You are driving with a friend who is sitting to your right on the passenger side of the front seat of your car. You would like to be closer to your friend so you decide to use physics to achieve your goal by making a quick turn.
If the coefficient of static friction between your friend and the car seat is 0.550 and you keep driving at a constant speed of 19m/s, what is the maximum radius (in meters) you could make your turn and still have your friend slide your way?

Homework Equations

So far: v= 19.0 m/s
a = 0
\mus= 0.55
How do I approach this problem?

The Attempt at a Solution

 

[dacruick]

Well you know first off that you are going to be using centripetal acceleration to try and get your friend closer. So you need an equation that includes speed acceleration and radius for that. You also know that you need the centripetal acceleration of your friend to match the counter-acceleration( I feel like I can't call it deceleration because they just cancel out) of the friction. So now you need an equation for friction. Once you have those two equations, backed up with some understanding, you can use them fairly easily to get your radius.

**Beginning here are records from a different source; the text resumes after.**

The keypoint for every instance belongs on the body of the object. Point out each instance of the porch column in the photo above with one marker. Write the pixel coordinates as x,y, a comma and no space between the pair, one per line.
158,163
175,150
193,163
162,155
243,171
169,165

The key concept here is that the larger your radius, the less your acceleration. Imagine if the radius was infinite, that means at any point you would be traveling in a straight line, and the acceleration would be 0. Or now imagine that you turn very quickly, your acceleration is going to be large. So what you are doing is trying to find the radius at which the force of friction matches the centripetal acceleration. let me know if you need anything else

dacruick

 

[swasfy]

I can understand I need to find centripetal acceleration (by the way, is that the same as radial acceleration?) so I use a= v²/r, right? But how can I use this equation if my speed is constant? Also for friction, it's F_s= \musN where N is Newtons.
Are these the equations I need to use? Do I need to equate the two? I'm still baffled

Like this?
\murg= v² where g is 9.8m/s²? No, yes, maybe?

 

[dacruick]

yes, let me tell you, and yes. So a=v²/r will give you an acceleration. your Force = static friction x normal force. Once you get a force of friction in Newtons, you will need to find a way to compare that to an acceleration. So you will have an acceleration caused by your speed at a variable radius. and you will also have a deceleration governed by your friend's weight and the static friction constant between him/her and the seat.

 

[dacruick]

by the way, what you are trying to do is find the radius that equates those two accelerations. But i encourage you to explain the problem to me. This is one of those concepts that you really learn about when you try to convey it to others. The basis of this problem is intuitive, even if you can't put all of the pieces together yet. So try and tell me the steps you need to take to solve the problem. Even if you start by paraphrasing me.

 

[Barakn]

Technically the v in your equation is speed and not a velocity vector, and the equation is written for constant speed. The only other thing you're missing is the recognition that F=m*a.

 

[swasfy]

I got the answer right!
Ok this is how I approached it:
I know f= ma where a is acceleration, which is v^2/r
I know static friction is f=(mu)N where N is m*g
therefore: (mu)m*g=m*v^2/r
m's cancel out leaving: (mu)r*g = v^2

 

[swasfy]

Thank you guys so much for helping me out!